Iona sorrise, sollevando il cestino pieno di muffin e biscotti che teneva in mano mentre la nuora, sorridendo, annuiva e si spostava sulla soglia per farla passare:

“Ma certo. Marie, vieni!”
“Eccomi… Nonna! Ciao!” La bambina sorrise e corse ad abbracciare la donna, che ricambiò mentre le accarezzava i capelli che aveva ereditato da suo figlio:

“Ciao tesorino… fai merenda con me e la mamma?”
“Sì!”

“Tra lei e Andrew diventerà presto diabetica, mangia biscotti in quantità industriali…”
“Anche tu li mangi mamma!”
“Beh, io sono grande. Quindi posso farlo.”
“Perché?!”
“Perché lo dico io.”
“E perché?!”
“Perché sono grande!”

“Caspita, fisicamente somiglierà anche ad Andrew, ma direi che è la tua versione con i capelli rossi…”
“Lo dice anche papino nonna!”

*


“Andrew, devo dirti una cosa.”
“Mh, sì, dimmi cara.”

Iphigenia roteò gli occhi, certa che il marito non avesse sentito una parola e che non l’avrebbe ascoltata per tutto il discorso, chino su dei documenti com’era. 
E per quanto fosse da sempre esattamente fiera di lui, dei suoi sforzi e del risultato che era riuscito ad ottenere entrano a far parte pochi mesi prima del Wizengamot, aveva tutta l’intenzione di avere la sua completa attenzione per affrontare quella conversazione.

“Andrew, ascoltami, è importante.”
“Ti ascolto Iphe!”
“Certo, come parlare ad un muro…”

“Papà!” La vocina di Marie s’intromise nella conversazione e la bambina, in piedi accanto a lei, si mise le mani sui fianchi come la madre prima di parlare con tono squillante evdeciso:

“La mamma ti deve dire una cosa importante!”
“Grazie assistente…
Ma ora puoi andare, devo parlare da sola con papà.
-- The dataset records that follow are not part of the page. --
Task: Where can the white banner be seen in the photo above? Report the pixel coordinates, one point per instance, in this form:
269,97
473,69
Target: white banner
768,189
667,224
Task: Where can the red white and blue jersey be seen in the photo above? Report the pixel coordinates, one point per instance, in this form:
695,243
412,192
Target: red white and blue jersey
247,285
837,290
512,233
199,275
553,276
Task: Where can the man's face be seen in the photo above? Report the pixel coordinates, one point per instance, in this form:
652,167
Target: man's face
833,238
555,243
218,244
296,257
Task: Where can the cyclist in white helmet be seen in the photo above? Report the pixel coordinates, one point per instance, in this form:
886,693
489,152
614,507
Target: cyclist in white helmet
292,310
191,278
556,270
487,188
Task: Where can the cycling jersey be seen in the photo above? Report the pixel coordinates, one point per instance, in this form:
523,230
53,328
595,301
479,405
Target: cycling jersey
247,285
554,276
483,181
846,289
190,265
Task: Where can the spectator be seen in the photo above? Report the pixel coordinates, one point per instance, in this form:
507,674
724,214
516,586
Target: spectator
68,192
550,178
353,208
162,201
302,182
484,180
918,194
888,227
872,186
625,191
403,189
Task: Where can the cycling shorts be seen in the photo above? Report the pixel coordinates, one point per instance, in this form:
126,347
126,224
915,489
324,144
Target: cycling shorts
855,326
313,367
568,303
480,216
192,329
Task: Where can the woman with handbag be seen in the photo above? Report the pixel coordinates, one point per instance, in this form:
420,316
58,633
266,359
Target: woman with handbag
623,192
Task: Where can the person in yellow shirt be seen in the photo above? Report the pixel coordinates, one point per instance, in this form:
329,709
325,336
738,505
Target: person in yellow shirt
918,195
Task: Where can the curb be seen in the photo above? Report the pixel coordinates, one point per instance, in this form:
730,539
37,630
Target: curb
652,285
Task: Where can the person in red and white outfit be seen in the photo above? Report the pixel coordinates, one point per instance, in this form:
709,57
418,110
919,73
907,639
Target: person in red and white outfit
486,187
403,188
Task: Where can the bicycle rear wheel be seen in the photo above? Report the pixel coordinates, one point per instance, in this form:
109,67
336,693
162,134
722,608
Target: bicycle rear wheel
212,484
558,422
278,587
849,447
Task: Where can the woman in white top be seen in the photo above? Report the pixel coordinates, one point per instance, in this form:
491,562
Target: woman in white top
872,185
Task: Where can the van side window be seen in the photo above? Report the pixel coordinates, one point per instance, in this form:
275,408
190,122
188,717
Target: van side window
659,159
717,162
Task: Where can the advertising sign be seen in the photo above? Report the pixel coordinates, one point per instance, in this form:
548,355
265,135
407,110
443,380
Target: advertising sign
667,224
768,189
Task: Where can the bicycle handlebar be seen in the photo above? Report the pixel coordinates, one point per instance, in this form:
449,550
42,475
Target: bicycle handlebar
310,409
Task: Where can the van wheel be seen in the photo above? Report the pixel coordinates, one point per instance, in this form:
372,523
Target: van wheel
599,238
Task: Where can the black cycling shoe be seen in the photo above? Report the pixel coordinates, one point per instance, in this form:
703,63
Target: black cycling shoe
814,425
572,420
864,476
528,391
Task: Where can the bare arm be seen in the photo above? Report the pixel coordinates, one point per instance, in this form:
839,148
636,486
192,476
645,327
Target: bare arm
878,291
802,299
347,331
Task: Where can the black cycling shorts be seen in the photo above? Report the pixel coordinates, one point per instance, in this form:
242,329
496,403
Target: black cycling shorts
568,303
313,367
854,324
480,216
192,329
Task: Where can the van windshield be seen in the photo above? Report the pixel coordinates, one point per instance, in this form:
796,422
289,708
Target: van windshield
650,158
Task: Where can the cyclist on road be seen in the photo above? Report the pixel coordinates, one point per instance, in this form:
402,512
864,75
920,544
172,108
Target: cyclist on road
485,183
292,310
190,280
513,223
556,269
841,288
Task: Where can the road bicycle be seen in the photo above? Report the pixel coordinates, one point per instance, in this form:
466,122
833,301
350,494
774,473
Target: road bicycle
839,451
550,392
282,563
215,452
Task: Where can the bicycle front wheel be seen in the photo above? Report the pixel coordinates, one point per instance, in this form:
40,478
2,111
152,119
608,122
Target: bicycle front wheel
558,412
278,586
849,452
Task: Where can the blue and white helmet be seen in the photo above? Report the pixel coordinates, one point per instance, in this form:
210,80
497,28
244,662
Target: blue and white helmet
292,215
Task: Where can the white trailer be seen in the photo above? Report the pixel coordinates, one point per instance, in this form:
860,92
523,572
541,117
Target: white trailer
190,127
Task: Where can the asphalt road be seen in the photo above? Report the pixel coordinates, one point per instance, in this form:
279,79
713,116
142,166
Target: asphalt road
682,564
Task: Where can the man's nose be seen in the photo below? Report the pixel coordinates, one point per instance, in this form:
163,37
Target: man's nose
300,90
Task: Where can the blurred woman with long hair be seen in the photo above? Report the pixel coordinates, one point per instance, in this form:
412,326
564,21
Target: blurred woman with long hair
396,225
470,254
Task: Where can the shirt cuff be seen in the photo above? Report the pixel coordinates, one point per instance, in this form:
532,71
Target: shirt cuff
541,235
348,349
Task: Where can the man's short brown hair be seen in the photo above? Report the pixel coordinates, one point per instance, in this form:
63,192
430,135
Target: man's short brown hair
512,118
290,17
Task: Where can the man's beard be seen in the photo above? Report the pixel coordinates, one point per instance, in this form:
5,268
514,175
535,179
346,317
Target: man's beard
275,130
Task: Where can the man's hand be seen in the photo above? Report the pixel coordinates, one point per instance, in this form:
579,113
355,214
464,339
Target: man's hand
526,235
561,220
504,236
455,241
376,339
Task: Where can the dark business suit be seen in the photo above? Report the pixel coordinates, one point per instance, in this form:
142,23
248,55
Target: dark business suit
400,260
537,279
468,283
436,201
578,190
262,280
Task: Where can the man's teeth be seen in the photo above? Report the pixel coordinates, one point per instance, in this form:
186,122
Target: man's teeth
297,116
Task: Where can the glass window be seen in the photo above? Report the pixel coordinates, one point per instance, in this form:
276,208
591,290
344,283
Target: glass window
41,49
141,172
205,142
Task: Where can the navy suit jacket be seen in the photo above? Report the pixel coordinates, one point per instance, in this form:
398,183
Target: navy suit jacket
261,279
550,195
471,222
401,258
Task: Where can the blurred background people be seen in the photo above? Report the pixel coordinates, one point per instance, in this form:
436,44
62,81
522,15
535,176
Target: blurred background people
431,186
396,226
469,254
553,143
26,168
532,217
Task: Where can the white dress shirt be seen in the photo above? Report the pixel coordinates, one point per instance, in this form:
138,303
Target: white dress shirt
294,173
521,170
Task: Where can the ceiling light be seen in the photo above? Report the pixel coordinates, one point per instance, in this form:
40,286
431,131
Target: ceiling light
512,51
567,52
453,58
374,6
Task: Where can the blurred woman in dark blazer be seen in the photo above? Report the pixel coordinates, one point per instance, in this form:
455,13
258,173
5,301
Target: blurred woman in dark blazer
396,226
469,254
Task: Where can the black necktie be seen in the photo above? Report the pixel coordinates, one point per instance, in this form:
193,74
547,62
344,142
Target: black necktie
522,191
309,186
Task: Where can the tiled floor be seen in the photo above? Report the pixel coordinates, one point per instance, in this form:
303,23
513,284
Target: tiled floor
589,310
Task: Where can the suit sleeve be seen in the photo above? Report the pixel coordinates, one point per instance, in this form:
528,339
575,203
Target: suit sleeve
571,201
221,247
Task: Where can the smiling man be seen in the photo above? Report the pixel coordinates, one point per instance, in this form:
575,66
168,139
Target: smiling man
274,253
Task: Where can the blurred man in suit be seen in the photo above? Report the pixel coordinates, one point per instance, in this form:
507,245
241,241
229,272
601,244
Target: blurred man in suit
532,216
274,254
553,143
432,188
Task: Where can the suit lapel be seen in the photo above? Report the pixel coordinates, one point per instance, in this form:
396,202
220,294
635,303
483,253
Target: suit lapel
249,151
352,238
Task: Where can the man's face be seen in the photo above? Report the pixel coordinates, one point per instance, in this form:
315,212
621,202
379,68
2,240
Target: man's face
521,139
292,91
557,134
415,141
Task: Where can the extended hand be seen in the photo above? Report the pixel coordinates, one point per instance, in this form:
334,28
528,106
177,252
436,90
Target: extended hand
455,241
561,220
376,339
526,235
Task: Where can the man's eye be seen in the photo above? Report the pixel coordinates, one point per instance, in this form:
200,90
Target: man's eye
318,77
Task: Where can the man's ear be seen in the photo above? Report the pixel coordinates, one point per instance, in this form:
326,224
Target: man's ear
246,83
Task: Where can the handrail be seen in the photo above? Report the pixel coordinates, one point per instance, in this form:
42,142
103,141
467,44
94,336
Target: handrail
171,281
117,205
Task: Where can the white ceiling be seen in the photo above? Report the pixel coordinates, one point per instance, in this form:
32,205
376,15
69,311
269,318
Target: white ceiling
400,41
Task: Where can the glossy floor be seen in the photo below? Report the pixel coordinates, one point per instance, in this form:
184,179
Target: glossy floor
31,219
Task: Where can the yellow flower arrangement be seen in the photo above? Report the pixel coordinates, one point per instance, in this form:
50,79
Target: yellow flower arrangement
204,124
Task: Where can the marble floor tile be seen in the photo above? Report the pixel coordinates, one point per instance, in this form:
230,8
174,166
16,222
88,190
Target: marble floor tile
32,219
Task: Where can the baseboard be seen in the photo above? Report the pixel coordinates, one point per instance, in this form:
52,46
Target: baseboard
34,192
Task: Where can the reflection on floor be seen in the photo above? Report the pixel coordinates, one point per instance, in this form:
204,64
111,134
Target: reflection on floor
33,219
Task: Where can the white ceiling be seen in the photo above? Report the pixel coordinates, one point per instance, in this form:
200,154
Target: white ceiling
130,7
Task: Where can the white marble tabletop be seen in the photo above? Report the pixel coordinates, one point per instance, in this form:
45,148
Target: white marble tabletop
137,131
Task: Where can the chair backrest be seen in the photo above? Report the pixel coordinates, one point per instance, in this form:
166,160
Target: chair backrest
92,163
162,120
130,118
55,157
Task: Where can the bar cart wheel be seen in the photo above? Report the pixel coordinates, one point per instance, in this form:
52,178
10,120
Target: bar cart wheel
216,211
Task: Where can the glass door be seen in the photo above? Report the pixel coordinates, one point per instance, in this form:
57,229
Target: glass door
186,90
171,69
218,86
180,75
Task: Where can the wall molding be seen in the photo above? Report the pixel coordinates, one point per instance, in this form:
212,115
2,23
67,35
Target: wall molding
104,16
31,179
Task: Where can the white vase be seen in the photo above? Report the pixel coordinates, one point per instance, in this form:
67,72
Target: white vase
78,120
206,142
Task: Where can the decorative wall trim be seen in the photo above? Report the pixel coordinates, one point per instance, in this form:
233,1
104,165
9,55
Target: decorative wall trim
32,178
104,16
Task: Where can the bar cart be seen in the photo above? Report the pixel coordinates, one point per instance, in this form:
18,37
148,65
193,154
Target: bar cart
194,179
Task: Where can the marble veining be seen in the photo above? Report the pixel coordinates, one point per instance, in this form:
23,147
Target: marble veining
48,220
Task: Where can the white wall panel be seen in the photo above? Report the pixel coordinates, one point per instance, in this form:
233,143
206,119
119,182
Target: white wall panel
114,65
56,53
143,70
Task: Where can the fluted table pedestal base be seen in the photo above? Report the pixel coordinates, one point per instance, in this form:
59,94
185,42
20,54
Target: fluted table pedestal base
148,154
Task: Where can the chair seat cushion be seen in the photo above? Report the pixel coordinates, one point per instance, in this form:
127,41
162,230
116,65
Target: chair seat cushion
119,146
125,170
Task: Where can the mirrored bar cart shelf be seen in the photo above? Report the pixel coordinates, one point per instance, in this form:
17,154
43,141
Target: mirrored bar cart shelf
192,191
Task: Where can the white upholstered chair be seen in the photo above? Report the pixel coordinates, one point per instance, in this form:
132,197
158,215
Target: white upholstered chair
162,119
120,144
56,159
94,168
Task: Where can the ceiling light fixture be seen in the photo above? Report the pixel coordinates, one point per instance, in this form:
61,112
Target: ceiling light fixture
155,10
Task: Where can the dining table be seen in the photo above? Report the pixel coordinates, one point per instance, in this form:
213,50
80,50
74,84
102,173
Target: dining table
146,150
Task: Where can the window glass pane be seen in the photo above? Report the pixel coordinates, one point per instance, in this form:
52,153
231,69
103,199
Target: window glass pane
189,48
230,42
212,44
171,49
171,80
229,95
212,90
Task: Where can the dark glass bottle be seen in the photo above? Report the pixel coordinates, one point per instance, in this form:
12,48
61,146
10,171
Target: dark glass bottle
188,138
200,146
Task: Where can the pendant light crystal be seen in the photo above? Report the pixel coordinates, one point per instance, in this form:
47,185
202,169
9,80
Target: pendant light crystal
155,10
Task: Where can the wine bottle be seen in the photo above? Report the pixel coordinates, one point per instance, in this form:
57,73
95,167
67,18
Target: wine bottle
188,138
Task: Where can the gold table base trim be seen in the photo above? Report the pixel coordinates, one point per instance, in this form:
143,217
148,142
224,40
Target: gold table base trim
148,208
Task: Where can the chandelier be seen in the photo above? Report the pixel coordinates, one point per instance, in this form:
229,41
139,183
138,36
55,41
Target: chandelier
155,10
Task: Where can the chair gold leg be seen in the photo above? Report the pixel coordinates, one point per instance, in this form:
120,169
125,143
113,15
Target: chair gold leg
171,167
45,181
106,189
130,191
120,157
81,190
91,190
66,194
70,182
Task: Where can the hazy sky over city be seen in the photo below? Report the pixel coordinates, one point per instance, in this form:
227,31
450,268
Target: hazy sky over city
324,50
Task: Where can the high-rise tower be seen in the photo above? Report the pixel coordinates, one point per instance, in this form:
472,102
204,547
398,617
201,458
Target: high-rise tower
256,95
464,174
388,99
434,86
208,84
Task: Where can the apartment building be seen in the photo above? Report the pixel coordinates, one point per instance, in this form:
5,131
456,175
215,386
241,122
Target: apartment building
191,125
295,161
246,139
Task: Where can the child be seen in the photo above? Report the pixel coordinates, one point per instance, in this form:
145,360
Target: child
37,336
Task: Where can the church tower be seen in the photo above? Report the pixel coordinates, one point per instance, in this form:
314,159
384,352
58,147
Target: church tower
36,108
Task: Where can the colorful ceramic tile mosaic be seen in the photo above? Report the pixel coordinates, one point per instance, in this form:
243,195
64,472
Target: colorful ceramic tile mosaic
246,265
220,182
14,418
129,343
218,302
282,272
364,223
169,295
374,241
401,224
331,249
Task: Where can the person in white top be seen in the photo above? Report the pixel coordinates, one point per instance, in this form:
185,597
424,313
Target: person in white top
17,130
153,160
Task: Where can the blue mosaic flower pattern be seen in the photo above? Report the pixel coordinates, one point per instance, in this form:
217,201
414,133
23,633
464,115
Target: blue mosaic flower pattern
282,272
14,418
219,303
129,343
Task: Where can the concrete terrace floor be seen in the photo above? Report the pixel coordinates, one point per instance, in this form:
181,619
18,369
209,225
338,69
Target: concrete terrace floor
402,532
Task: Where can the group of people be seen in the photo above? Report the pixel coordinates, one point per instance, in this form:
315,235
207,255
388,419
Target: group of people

Vai a giocare con tua sorella.”
“Uff, va bene…”

Marie rivolse un’occhiata carica di curiosità al padre prima di obbedire e uscire dalla stanza, lasciandoli soli mentre Andrew sorrideva appena, guardando la moglie con aria divertita:
“Una mini Iphe.”
“Già… e magari tra qualche tempo potrebbe arrivare anche un mini Andrew, chissà.”

Iphigenia gli si avvicinò e sorrise, fermandosi accanto alla scrivania e guardandolo spalancare gli occhi e sorridere allo stesso tempo, leggendo sia stupore sia felicità sul suo volto:

“Sei…?”
Iphigenia annuì, limitandosi a guardarlo con affetto mentre sollevava una mano per accarezzargli delicatamente il volto, mano che Andrew prese per baciarne il dorso mentre lei parlava a bassa voce:
“Sì. Congratulazioni, papà.”


*


“Finalmente un maschietto… Tre femmine di fila sarebbero state un po’ troppe.”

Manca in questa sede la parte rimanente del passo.